Aging, Sanctioned, and Stranded: The New Structural Reality in the Market

By Eirini Diamantara & Dimitris Roumeliotis

One of the most defining developments in contemporary maritime dynamics is the increasingly distorted relationship between fleet aging, sanctions exposure, and demolition activity. While both the tanker and dry bulk sectors face aging fleet profiles, sanctions are influencing these markets in fundamentally different ways, creating a distinct two-tier structure in global shipping.

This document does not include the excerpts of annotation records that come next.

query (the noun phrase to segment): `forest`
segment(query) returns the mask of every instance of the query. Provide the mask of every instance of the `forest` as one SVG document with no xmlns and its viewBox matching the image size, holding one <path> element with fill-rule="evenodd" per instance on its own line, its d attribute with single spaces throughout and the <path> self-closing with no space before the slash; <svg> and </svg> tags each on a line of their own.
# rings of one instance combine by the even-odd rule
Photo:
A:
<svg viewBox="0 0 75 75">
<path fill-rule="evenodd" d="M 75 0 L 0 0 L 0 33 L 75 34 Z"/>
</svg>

Sanctions remain overwhelmingly concentrated within energy-related trades. Currently, 927 tankers, approximately 11.6% of the total tanker fleet, are identified as sanctioned. Conversely, the dry bulk sector remains largely insulated, with only 65 sanctioned vessels, representing just 0.4% of the fleet.

The age distribution of these vessels is telling. In the tanker segment, nearly 93% of sanctioned units are over 16 years old. Staggeringly, 441 vessels fall into the 21–25-year bracket. Under normal market conditions, these vessels would have long exited the market; however, employment within opaque, sanctions-linked trading networks has artificially extended their commercial lifespan. Within dry bulk, while the majority of sanctioned units (56 out of 65) are also over 16 years old, the absolute volume is insufficient to cause the same structural distortion observed in tankers.

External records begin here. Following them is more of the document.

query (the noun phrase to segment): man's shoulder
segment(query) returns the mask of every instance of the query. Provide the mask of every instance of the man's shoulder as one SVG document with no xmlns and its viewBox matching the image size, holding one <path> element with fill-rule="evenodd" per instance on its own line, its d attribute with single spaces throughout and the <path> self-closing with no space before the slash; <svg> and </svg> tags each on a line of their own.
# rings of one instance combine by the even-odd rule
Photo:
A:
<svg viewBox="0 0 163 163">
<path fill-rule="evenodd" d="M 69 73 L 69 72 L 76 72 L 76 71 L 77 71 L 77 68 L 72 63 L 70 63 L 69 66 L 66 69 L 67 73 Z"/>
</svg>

The tanker segment’s composition is particularly critical for market balance. Sanctioned tonnage is heavily concentrated in larger crude and dirty-product categories: Aframax/LR2 vessels account for 324 units (26% of their total fleet), followed by VLCC/ULCC (160 units/18%) and Suezmaxes (118 units/17%). While these vessels remain technically active, they are largely excluded from mainstream chartering, banking, and insurance networks. This effectively creates a "hidden" fleet, tightening the availability of compliant, high-quality tonnage even as the total fleet count continues to rise on paper. This "hidden" fleet now faces an uncertain future: as Venezuelan sanctions lift, Russian waivers fluctuate due to the ongoing Gulf war, and the trajectory of Iranian sanctions remains unpredictable.

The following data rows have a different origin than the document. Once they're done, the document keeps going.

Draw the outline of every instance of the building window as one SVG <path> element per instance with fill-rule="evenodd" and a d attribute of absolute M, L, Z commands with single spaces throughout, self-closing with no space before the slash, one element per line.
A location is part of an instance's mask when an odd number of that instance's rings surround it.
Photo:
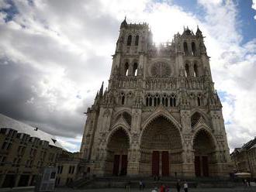
<path fill-rule="evenodd" d="M 195 43 L 194 42 L 192 42 L 191 44 L 191 46 L 192 46 L 192 54 L 193 54 L 193 56 L 195 56 L 195 54 L 196 54 Z"/>
<path fill-rule="evenodd" d="M 130 35 L 127 39 L 127 46 L 131 46 L 132 44 L 132 36 Z"/>
<path fill-rule="evenodd" d="M 126 99 L 125 96 L 123 95 L 123 96 L 122 96 L 122 103 L 121 103 L 122 105 L 124 105 L 125 99 Z"/>
<path fill-rule="evenodd" d="M 73 174 L 74 172 L 74 166 L 69 166 L 68 173 L 70 173 L 70 174 Z"/>
<path fill-rule="evenodd" d="M 138 73 L 138 64 L 137 63 L 134 63 L 133 64 L 133 75 L 137 76 Z"/>
<path fill-rule="evenodd" d="M 124 65 L 124 75 L 128 76 L 128 70 L 129 70 L 129 64 L 126 62 Z"/>
<path fill-rule="evenodd" d="M 194 64 L 194 77 L 199 77 L 199 72 L 198 72 L 198 68 L 197 68 L 197 64 Z"/>
<path fill-rule="evenodd" d="M 7 145 L 8 145 L 8 142 L 4 142 L 4 143 L 2 143 L 2 149 L 6 149 Z"/>
<path fill-rule="evenodd" d="M 139 45 L 139 36 L 136 36 L 136 39 L 135 39 L 135 46 L 138 46 Z"/>
<path fill-rule="evenodd" d="M 189 66 L 188 63 L 185 65 L 185 76 L 189 77 Z"/>
<path fill-rule="evenodd" d="M 183 43 L 184 55 L 189 55 L 188 44 L 186 42 Z"/>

Despite the dampening effect that healthy freight rates have had on demolition activity over the past few years, a shift is imminent. In dry bulk, recycling remains moderate, 30 vessels (1.51 million dwt) were demolished in the first four months of 2026. While consistent with long-term trends, this pace is significantly slower than the aggressive activity seen in late 2025, though it remains higher than in the same period from 2022 to 2025. In contrast, tanker demolition remains restrained relative to the fleet’s vintage profile. Only 19 tankers were scrapped in the first four months of 2026. While this is an improvement over the near-zero activity seen in early 2023 and 2024—and slightly higher than the 14 vessels scrapped in 2025—it pales in comparison to the scale of the aging tanker fleet. While "shadow" employment has been the primary barrier to a meaningful recycling wave, as these opportunities vanish, more owners are finally seeking to guide their aging vessels toward the scrapyards. Compounding this, scrap prices in 2026 have cooled, failing to incentivize demolition. Current rates stand at $410–430/ldt in India, $460–480/ldt in Bangladesh, $450–460/ldt in Pakistan, and $280–285/ldt in Turkey—levels roughly 5% lower than in May 2025 and 19% lower than in May 2023.

As the "shadow" fleet faces diminishing utility and economic pressures mount, the industry stands at an inflection point. Whether the anticipated wave of demolition materializes will depend on the delicate balance between softening scrap prices and the inevitable obsolescence of aging, sanctions-burdened tonnage.

Data source: Xclusiv Shipbrokers Inc.